Kahramanmaraş’taki Ördekdede köyünde, köylülerin “Beyaz Saray” olarak adlandırdıkları üç katlı Süslü Apartmanı depremde yerle bir olurken, sahibi Ali Süslü müteahhitin “9 şiddetindeki depreme dayanır” dediği binanın enkazında can verdi.
11 ilde büyük yıkıma neden olan depremde, müteahitlere yönelik eksik malzeme ve demir kullanıldığı iddialarına bir yenisi de 200 haneli 500 nüfuslu Ördekdede köyünde çöken üç katlı bina eklendi. Ali- İbrahim Süslü kardeşlerin büyük paralar harcayarak dillere destan yaptırdıkları bina, aileye mezar oldu.
ASANSÖRLÜ, JAKUZİLİ
Çiftçilik yapan 61 yaşındaki Ali Süslü’nün köyde bugüne kadar benzeri olmayan bir konut yapmak için 2019 yılında başvurduğu müteahit Salman Bakay, inşaatın kabasını bitirdikten sonra aileyi iki yıl oyaladı. İkili arasında sorunlar yaşanınca binanın ince işleri başka bir firmaya yaptırıldı.
Binanın ince işlerini başka bir firmaya yaptıran Ali Süslü, yaşlı annesi için üç katlı binaya asansör yaptı. Dairelerin içini de jakuzi dahil her türlü konforla döşetti.
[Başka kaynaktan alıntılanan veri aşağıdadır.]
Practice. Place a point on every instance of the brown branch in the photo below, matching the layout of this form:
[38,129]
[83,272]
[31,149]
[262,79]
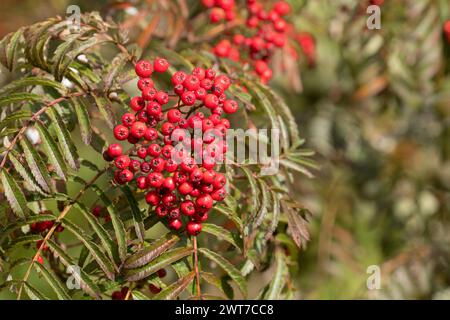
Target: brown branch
[197,273]
[34,118]
[55,225]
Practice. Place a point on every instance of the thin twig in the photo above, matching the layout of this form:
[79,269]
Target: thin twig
[55,225]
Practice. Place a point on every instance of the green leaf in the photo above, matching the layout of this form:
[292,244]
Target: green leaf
[232,215]
[136,212]
[279,104]
[15,196]
[119,228]
[79,104]
[20,97]
[162,261]
[220,233]
[33,293]
[8,49]
[104,106]
[219,283]
[151,252]
[296,167]
[279,278]
[104,263]
[175,289]
[234,273]
[29,82]
[37,166]
[137,295]
[53,281]
[15,116]
[102,234]
[88,284]
[54,155]
[68,147]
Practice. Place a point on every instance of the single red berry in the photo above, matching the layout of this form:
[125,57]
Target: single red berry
[204,201]
[193,228]
[137,103]
[121,132]
[150,134]
[175,224]
[219,194]
[122,162]
[187,208]
[145,83]
[188,98]
[143,69]
[185,188]
[141,182]
[160,65]
[149,93]
[230,106]
[155,179]
[174,115]
[179,77]
[152,198]
[154,150]
[211,101]
[162,97]
[161,211]
[138,129]
[219,181]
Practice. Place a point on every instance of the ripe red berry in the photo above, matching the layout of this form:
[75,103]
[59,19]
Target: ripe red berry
[160,65]
[145,83]
[193,228]
[138,129]
[230,106]
[174,115]
[175,224]
[122,162]
[143,69]
[121,132]
[204,201]
[114,150]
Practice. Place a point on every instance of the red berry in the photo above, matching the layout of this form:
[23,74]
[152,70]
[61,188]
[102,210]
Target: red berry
[211,101]
[174,115]
[121,132]
[230,106]
[204,201]
[145,83]
[175,224]
[122,162]
[155,179]
[160,65]
[138,129]
[143,69]
[178,77]
[193,228]
[152,198]
[114,150]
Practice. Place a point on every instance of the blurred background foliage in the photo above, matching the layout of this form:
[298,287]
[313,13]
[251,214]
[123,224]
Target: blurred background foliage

Görüntüsü nedeniyle köylülerin “Beyaz Saray” adını verdikleri binaya Süslü Ailesi yaklaşık üç ay önce taşındı. İlk büyük depremde yerle bir olan binadan anne Hanife, ailenin kızı Manolya ile İbrahim Süslü sağ çıktı. Ali Süslü ise çöken beton parçasının kafasına düşmesi nedeniyle yaşamını yitirdi.
5 MİLYON TL MASRAF
Bölgenin deprem hattında olması nedeniyle müteahhit Salman Bakay ile oğlu Cem Bakay’dan sağlam bir bina istediklerini özellikle vurguladıklarını belirten İbrahim Süslü, şunları söyledi:
“Müteahhit bize sürekli, ‘beş kat da yapsan, yedi kat da yapsan 9 şiddetinde deprem de olsa bu binaya bir şey olmaz’ dedi. Biz eve o kadar güvendik ki yıkılacağı hiç bir zaman aklımızın ucundan geçmedi. Ölüme sebebiyet verdiği gerekçesiyle müteahhit hakkında dava açacağız. Eve 5 milyon masraf yaptık. Hayrını göremedik, bir de kurban verdik.”
‘O EVDE OTURSAYDIK BELKİ DE HAYATTAYDI’
Gösterişli binadan önce ağabeyi ile köy evi olarak tabir edilen iki binada yıllarca yaşadıklarını anlatan İbrahim Süslü, şöyle konuştu:
“Yığma, tek katlı iki evimiz, üstümüze yıkılır diye korkuyorduk. İki şiddetli deprem geçirdik iki ev de sağlam çıktı. Orada yaşamaya devam etseydik bugün belki ağabeyim Ali hayatta olacaktı.”